This week in news, we are discussing videogame movies. Adding to the deep history of videogame movies (who can forget Doom and Bloodrayne?) comes The Sims Movie currently in the works. Before reading our thoughts on the subject, check out the link for a short interview with John Davis, the film's producer. Also, feel free to join in on our conversation by leaving your comments.
Today's Topic: The Sims Movie
Scott: If someone told you to think up a premise for a Sims movie, this would probably be the first crappy idea you come up with. And they're greenlighting it.
Jorge: They can't deny the fact that they are just making this up as they go along. Everything about this script is completely off the top of their head, everything except the fact a game called "The Sims" exists.
Scott: It's a blatant cash in. Possibly more blatant than the ill fated Super Mario Bros. movie.
Jorge: The interviewer on the N'Gai Croal's article, who sounds brutally honest with his questions, likens the movie idea to 'Weird Science'. Which isn't bad. But how old is that movie now? A story like that just doesn't fly anymore.

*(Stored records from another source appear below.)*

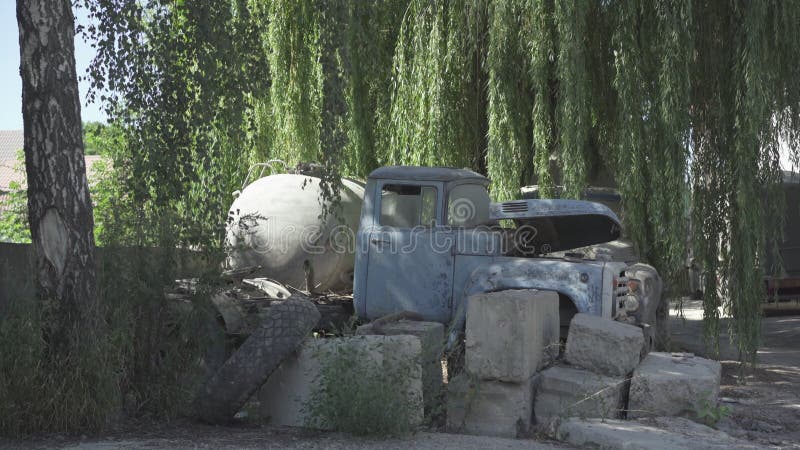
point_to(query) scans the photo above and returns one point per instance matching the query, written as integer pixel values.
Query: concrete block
(431, 336)
(667, 384)
(603, 346)
(283, 397)
(489, 408)
(567, 391)
(511, 334)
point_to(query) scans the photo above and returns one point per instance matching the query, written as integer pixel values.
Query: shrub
(356, 394)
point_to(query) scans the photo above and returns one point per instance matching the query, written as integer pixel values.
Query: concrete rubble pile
(514, 376)
(605, 374)
(510, 335)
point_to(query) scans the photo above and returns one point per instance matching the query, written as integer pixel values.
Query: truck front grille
(515, 207)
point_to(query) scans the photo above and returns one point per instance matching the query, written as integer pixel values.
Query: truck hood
(558, 225)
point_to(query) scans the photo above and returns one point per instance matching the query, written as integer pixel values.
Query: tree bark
(60, 210)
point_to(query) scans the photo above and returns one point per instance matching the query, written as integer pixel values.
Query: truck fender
(552, 275)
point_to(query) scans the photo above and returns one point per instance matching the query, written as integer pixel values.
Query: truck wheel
(280, 334)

Scott: Good point. It's been done. So who do they think is going to watch it?
Jorge: I don't even think they will be trying to market it to gamers. I think they're just banking on the name "The Sims" because everyone knows the game, whether or not they've even played it. Part of what is so cool about the Sims is the character creation, but as a movie goer, there is absolutely no interaction. You lose what drew people to the game in the first place.

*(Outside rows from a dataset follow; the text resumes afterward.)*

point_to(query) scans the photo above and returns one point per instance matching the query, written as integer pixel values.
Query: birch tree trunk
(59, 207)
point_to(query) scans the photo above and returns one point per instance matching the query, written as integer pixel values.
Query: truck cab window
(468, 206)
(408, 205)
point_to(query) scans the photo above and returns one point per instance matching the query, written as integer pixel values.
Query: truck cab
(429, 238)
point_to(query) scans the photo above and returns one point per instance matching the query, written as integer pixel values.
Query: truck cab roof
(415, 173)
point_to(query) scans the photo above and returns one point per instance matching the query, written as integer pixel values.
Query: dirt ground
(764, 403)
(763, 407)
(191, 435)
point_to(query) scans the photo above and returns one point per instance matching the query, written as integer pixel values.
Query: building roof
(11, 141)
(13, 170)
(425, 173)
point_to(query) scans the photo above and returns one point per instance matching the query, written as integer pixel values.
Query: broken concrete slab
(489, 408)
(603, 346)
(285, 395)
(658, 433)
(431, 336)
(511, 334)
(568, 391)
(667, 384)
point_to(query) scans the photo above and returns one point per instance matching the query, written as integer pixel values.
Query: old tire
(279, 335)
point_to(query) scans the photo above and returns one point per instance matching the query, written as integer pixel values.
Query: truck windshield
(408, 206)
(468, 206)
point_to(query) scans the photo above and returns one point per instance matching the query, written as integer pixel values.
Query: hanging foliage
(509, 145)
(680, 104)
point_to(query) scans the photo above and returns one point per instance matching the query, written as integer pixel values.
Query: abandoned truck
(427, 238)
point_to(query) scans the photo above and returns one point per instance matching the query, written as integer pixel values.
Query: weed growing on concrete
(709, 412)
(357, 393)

Scott: There is such a huge audience for the sims game; everyone from "hardcore" players to soccer moms have played it. So do you think they're targeting the moms who don't know better than to watch/bring their kids to what will most likely be terrible movie?
Jorge: Oh, absolutely. So essentially, the movie is going to be about a little kid who gets powers that should NEVER been given to a child, and then uses it to make a pool full of jello or some other idiotic shenanigans. Sounds like a terrible movie for the right audience. Didn't we see this movie already? I think it was called "Click." It's like like a really bad goosebumps story arc.
Really, it kind of saddens me that EA can just wipe their hands clean from the terrible movie this will be. They should be punished for letting this get too far.
Scott: But what power do we have against EA? What are we going to do? Not buy Sims 3? I don't see that happening. Those evil bastards have us right where they want us.
Jorge: I don't know... maybe I'll make a spore creature that spells out "The Sims Movie Sucks."
Jorge: Why do we need videogame movies anyway? I'm not so sure they really lend themselves to the movie format. Even the Mass Effect movie rights were sold, and though it has a strong narrative, I don't believe it will make a good movie.
Scott: I can't really think of a good movie that was originally a video game. Of course, to be fair, I tend to avoid them like the plague.
Jorge: The first resident evil movie was pretty entertaining. I thought about seeing the Silent Hill movie, but I was too scared to just watch the trailer. So that didn't pan out.
Scott: I'm just trying to think of movies not directed by Uwe Boll. It seems like video game movies are just relegated to "B" list actors, budgets, etc. That being said, isn't Marky-Mark in the new Max Payne movie?
Jorge: Yea, which actually looks like a decent action movie, for what its worth. It looks a bit like Constantine. Plus the Bioshock movie speculations are exciting because there is some good source material to work with. If a videogame has a compelling world in which to set a movie in, fine, that could work. I could at least understand why someone would want to make a movie set in that universe.
Scott: It's just hard though, because I think lots of games have good universes. The problem always seems to be coming up with a good script, performed by good actors, directed by a good director, working with a good budget. Without the confluence of all those factors, I think any move, videogame or not, is doomed to suck.
Jorge: I think we are naturally possessive with these worlds too. I'm sure most of the writers didn't grow up with these games. The idea of someone putting their filthy paws on Hyrule is terrifying. Mark Wahlberg said he didn't play the Max Payne movie and said he wasn't going to. That being said, I would love to see a Shadow of the Colossus movie it comes from a studio that actually knows what they are doing.
Scott: Something like Colossus would be hard though, because part of the power of that game is the fact that it is so long and involved. Building the same kind of relationship (a relationship based largely on interaction) is hard to do in 2 hours.
Jorge: There are problems translating any story from one medium to another. You just hope they the movie, book, or game can capture some of the joy you derived from the original content and add something to it as well.
Scott: I guess what we really want is for the movies to do justice for their material.
Jorge: It seems like when books or videogames are translated into movies they shed the things that made the game fun and interesting. For something like The Sims movie, it looks like that is intentional. If a movie comes from a studio that appreciates these videogame worlds from the perspective of a gamer, then the product should be better.
Scott: I just wish all the Hollywood hacks would keep their hands off games. But at the same time, I have a soft spot for the camp value of Super Mario Bros. John Leguizamo as Luigi? Genius. And Dennis Hopper is definitely Bowser's scariest incarnation.